Seasonally Adjusting the Google Real Estate Index

Barry did an interesting and short post on the Google Real Estate Index.  It measures the amount of search going on over real estate.  My question was: okay, are we over or under the trend at present, on a seasonally adjusted basis?

I decided to run a regression where each month would have a similar effect across years, and each year would have its own effect.  December 2009 was the baseline.  Here are the results:

Wow.  Very significant results.  As Barry said, “Go figure: Even the search pattern for Real Estate is highly seasonal;”  It’s not that surprising.  People don’t search in the fourth quarter, because they know the inflexibility derived from children and schools.  (Only 2% of the population homeschools and can act like turtles, taking their homes with them as they walk.  That said, homeschoolers don’t typically use that flexibility.)  But at the start of each calendar year, people look forward to the new year, and make new plans on real estate.

From the annual coefficients, there is also no surprise — 2005-2007 were great, 2008 was worse, and 2009 was horrible.

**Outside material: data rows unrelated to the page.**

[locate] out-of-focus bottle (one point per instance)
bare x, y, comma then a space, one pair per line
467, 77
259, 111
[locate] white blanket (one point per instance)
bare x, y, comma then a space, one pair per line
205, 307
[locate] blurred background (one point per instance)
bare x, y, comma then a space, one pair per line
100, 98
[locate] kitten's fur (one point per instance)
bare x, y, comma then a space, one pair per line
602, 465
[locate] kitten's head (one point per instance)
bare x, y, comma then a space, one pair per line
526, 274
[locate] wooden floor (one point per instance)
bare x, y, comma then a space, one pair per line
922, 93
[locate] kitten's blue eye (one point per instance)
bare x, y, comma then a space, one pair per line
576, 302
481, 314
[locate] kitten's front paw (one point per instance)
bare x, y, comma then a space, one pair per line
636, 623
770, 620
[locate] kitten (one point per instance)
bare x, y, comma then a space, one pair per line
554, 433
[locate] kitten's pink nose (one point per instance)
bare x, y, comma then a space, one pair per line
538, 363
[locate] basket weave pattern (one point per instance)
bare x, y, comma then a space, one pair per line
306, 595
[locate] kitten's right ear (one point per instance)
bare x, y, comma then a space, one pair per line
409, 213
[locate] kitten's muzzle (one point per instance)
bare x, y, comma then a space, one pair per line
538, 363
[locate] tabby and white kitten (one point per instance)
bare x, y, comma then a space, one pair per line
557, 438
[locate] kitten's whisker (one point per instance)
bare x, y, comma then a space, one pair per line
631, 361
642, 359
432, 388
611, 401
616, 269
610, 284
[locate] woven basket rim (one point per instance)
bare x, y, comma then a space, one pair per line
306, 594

It should not them be surprising that with a 94% R-squared, that the following graph would be tight, actual versus expected:

But looking at the bottom, the purple line indicates when people have been more willing than normal to search for housing.  This is such a time — on the low end, from what I am seeing, many people are more interested in housing given the current lower prices.  Should we jump up and down about this?  Not sure, but it does point out what I have said recently, that housing on the low end has reached equilibrium with foreclosures.

Don’t get too excited by this, 2009 is still a bad year for real estate, but maybe a few things are starting to turn up.

PS — all of this assumes that search on Google has some correlation with actual intent to buy or sell real estate.  I think that is a reasonable assumption.